August Rodin’s masterful sculpture ‘Eve’ will lead the upcoming Bonhams sale of Impressionist and Modern Art in New York.
Regarded as one of Rodin’s "most beautiful and expressive works", the sculpture was originally created in the 1880s as part of an all-consuming project entitled La Porte d’Enfer (The Gates of Hell).
Rodin had been commissioned by the French government to create a grand portal for the proposed Musée des Arts Decoratifs in Paris. Although the museum was never built, he spent the rest of his life working on his design which would feature 186 figures within a wild depiction of Hell.
Many of Rodin’s best-known sculptures, including The Thinker and The Kiss began life as figures within this scene, before he elevated them to major works in their own right.

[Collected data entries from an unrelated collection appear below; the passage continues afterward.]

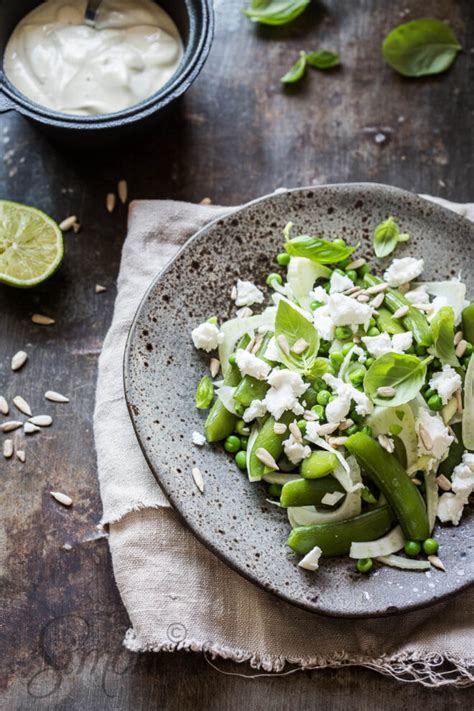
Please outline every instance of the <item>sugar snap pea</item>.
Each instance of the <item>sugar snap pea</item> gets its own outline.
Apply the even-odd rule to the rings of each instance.
[[[262,358],[262,360],[265,360],[267,363],[270,361],[267,361],[263,356],[272,336],[273,333],[265,334],[260,348],[256,353],[259,358]],[[234,393],[234,400],[243,407],[248,407],[252,400],[263,400],[268,388],[269,385],[265,380],[257,380],[257,378],[253,378],[251,375],[244,375]]]
[[[399,319],[393,318],[388,309],[378,308],[378,316],[376,317],[377,328],[380,333],[390,333],[393,336],[395,333],[405,333],[405,329]]]
[[[474,304],[469,304],[463,309],[462,332],[466,341],[474,345]]]
[[[282,506],[318,506],[325,494],[334,491],[344,493],[341,484],[334,477],[322,479],[295,479],[283,485],[280,495]]]
[[[278,422],[289,425],[294,419],[294,414],[287,410],[283,413]],[[273,431],[275,422],[276,420],[273,417],[267,417],[260,429],[260,432],[255,438],[255,442],[253,443],[252,451],[249,456],[249,479],[251,481],[261,479],[265,474],[265,465],[255,454],[257,449],[266,449],[275,461],[277,461],[278,457],[283,452],[283,442],[285,439],[288,439],[288,432],[276,434]]]
[[[337,467],[337,457],[332,452],[319,450],[313,452],[300,465],[301,476],[305,479],[319,479],[327,476]]]

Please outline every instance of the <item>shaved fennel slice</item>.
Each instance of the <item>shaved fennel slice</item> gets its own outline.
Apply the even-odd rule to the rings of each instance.
[[[288,264],[287,282],[295,299],[309,308],[309,293],[317,279],[329,279],[331,270],[322,264],[316,264],[306,257],[291,257]],[[305,301],[306,300],[306,301]]]
[[[295,481],[296,479],[301,479],[300,474],[289,474],[284,472],[271,472],[270,474],[265,474],[262,476],[263,481],[268,484],[286,484],[289,481]]]
[[[231,412],[233,415],[237,415],[235,411],[235,401],[234,401],[234,393],[237,390],[237,388],[233,388],[230,385],[222,385],[218,390],[217,390],[217,397],[221,401],[221,403],[224,405],[225,409]]]
[[[380,558],[401,550],[405,545],[405,536],[401,526],[395,526],[386,536],[376,541],[360,541],[351,545],[351,558]]]
[[[257,439],[257,435],[258,435],[259,431],[260,431],[260,427],[258,426],[258,424],[255,424],[250,431],[249,439],[247,442],[247,475],[248,475],[249,481],[259,481],[258,478],[252,479],[250,477],[250,453],[253,449],[253,446],[255,444],[255,440]]]
[[[376,407],[372,415],[368,418],[367,424],[372,427],[375,437],[381,434],[391,434],[390,428],[393,427],[393,425],[400,426],[402,429],[396,436],[401,439],[405,447],[407,468],[415,464],[418,459],[418,438],[416,436],[413,410],[409,405]]]
[[[276,308],[269,306],[261,314],[247,316],[247,318],[232,318],[221,326],[224,340],[219,345],[219,360],[222,368],[227,367],[230,354],[234,351],[237,342],[246,333],[253,333],[257,329],[273,331],[275,328]]]
[[[436,473],[425,471],[425,497],[426,512],[428,514],[428,524],[430,533],[434,528],[436,511],[438,510],[438,484],[436,483]]]
[[[415,285],[414,285],[415,286]],[[466,299],[466,285],[462,281],[453,279],[452,281],[428,281],[420,284],[430,296],[443,296],[447,305],[454,311],[454,322],[457,324],[461,320],[461,313]]]
[[[331,454],[335,454],[337,459],[339,460],[340,464],[342,465],[342,467],[346,470],[346,472],[348,474],[350,473],[351,468],[350,468],[349,464],[347,463],[346,458],[337,450],[336,447],[331,447],[331,445],[328,444],[328,442],[326,442],[326,440],[323,439],[322,437],[314,437],[313,439],[310,439],[309,437],[307,437],[305,435],[305,439],[307,439],[308,442],[312,442],[317,447],[321,447],[321,449],[325,449],[326,452],[331,452]],[[341,481],[341,484],[342,484],[342,486],[344,486],[342,481]],[[344,488],[346,489],[345,486],[344,486]],[[346,491],[350,491],[350,490],[351,490],[351,488],[346,489]]]
[[[354,348],[355,348],[355,346],[352,346],[350,351],[348,353],[346,353],[346,355],[344,356],[344,360],[342,361],[341,367],[339,368],[339,372],[337,374],[337,377],[340,378],[341,380],[344,380],[344,382],[345,382],[344,376],[346,375],[347,369],[350,365],[350,362],[351,362],[351,359],[352,359],[352,356],[354,353]]]
[[[469,360],[464,380],[462,441],[466,449],[474,449],[474,358]]]
[[[401,570],[429,570],[431,563],[428,560],[415,560],[414,558],[403,558],[401,555],[381,555],[375,560],[391,568]]]

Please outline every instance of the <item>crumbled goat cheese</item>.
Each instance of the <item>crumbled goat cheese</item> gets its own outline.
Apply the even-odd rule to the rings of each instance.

The figure of Eve was initially intended to pair with a figure of Adam, and Rodin was so pleased with his results that he continued to work on it long after the Government had changed their plans for the museum.
He created a life-sized cast in bronze, then two half-sized versions of the figure – resulting in the sculpture offered at Bonhams, cast circa 1925-35, which is expected to sell for $1-$1.5 million.

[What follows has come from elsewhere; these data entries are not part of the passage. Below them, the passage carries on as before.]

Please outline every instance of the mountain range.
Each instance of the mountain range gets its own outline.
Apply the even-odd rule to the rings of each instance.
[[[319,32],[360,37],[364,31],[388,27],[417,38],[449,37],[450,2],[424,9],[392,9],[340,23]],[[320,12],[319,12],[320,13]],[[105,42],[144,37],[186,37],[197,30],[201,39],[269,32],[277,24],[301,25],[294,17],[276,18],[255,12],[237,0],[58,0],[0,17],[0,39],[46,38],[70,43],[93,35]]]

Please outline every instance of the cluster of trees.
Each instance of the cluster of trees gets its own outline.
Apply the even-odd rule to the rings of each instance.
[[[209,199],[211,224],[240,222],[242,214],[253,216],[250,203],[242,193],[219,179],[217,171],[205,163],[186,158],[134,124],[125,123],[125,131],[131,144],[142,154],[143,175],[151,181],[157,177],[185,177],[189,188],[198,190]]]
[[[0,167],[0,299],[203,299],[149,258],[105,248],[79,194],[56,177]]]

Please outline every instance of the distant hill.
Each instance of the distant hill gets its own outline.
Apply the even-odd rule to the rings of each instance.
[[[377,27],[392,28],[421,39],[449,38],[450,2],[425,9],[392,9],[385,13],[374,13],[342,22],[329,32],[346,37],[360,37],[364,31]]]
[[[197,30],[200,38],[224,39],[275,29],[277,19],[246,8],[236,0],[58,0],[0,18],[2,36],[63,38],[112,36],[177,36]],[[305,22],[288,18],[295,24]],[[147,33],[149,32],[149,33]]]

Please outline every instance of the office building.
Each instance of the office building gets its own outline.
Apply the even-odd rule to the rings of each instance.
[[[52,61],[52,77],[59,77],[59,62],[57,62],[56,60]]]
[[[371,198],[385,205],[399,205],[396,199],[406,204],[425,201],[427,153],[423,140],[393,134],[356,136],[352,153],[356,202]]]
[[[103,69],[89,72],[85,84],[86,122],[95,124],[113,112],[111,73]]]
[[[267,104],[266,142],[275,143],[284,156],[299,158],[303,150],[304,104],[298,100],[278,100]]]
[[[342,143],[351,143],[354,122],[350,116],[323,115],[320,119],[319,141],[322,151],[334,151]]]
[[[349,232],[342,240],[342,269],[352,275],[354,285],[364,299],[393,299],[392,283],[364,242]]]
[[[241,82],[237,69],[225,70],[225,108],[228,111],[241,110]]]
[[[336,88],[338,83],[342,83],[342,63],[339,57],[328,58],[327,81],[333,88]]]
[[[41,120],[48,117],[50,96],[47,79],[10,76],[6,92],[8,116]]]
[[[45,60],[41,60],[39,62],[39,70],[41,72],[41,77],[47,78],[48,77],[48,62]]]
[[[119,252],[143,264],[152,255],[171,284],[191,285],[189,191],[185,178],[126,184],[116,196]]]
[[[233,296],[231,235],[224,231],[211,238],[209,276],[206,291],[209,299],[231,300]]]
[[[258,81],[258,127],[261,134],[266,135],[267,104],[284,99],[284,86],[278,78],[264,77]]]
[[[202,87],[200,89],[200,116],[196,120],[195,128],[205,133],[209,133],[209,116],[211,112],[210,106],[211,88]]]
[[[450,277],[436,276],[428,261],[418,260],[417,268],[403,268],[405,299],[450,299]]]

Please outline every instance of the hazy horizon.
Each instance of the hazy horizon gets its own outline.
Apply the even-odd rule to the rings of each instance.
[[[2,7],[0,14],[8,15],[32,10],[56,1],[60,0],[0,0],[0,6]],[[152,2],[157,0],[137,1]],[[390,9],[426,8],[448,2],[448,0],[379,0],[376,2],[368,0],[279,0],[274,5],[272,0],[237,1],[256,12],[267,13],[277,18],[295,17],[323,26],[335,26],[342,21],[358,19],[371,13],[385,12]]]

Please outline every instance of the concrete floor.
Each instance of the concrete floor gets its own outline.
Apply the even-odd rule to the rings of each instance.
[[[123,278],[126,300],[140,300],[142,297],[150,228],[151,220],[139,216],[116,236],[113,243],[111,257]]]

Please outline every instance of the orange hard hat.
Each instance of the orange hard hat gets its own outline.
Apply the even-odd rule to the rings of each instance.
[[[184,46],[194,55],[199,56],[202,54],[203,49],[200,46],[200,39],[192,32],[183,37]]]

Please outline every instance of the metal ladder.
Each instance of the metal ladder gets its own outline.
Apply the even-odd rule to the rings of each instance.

"Rodin is the father of 20th Century sculpture, and this beautiful cast of the Eve shows us why," said Director of Impressionist and Modern Art William O’Reilly. "Although the subject is classical, Eve foreshadows Modernist concerns in the hyperrealism of the form and the pure expression of the isolation of the individual in the face of an implacable universe.
"It’s through works like Eve that Constantin Brancusi, Alberto Giacometti and even Francis Bacon saw Rodin as their pathfinder in their exploration of the human condition."
Elsewhere the auction will feature important works by Balthus and Oscar Kokoschka, a selection of works from the Swarzenski Family Collection, and a special section dedicated toMexican Modernism, including works by the likes of Francisco Zúñiga and Diego Rivera.
The Bonhams Impressionist and Modern Art sale takes place in New York on May 11.